Ангела разболелась, узнав о смерти Юсти, и ее уложили в постель. От нее мы узнали, что после похорон дядья увезли Гизику в Пешт, а Йожи предстал перед дядей Доми и получил пятнадцать лет. Пока Ангела, нервно вздрагивая и вытирая слезы, рассказывала это, я смотрела на Эльзу. Склонив голову, та штопала белые носочки Ангелы.

4

На мягком песке виден след моей босой ступни: четкая, глубокая ямка – пятка, и пять маленьких вдавлинок – пальцы. Когда мы шли с тобой по солнцу или в лунном свете, я любила смотреть на наши тени, движущиеся впереди или позади, одновременно удлиняющиеся или переламывающиеся. Теперь этот след на песке выглядит таким сиротливым, что я сделала рядом еще один: все ему будет не слишком одиноко. Передо мной были два одинаковых рисунка одной ноги, два следа-близнеца, и я стерла их оба: они были бессмысленны и пугали, как следы какого-нибудь урода. Рядом с моими ногами обычно шагали твои ноги; когда мы возвращались домой после дождя, Юли вытирала наши грязные следы на линолеуме в передней и ворчала: "Лошади, да и только!" Если бы ты как-нибудь обернулся в такой момент, ты увидел бы, что она колеблется, прежде чем стереть с пола отпечатки твоих ботинок. Юли любила тебя.

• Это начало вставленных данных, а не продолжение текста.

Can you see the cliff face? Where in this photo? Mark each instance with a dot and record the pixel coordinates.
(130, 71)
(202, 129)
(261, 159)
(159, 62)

Меня она не любила; мне она служила. Я слишком много платила ей, чтобы меж нами могли возникнуть какие-то человеческие отношения, – и слишком много требовала от нее. Я столько работала в своей жизни, что мне и в голову не приходит хвалить кого-нибудь за хорошую работу. Юли служила мне старательно и на совесть, потому что я закрывала глаза на ее маниакальную набожность и не сердилась за выставку гипсовых святых на комоде в ее комнате; тебе она служила бы и бесплатно. Ты садился рядом с ней на табуретку, расспрашивал про житье-бытье в ее родной деревне; ты отдал ей засушенный цветок, который тебе, еще в далеком детстве, привезли из Гефсиманского сада.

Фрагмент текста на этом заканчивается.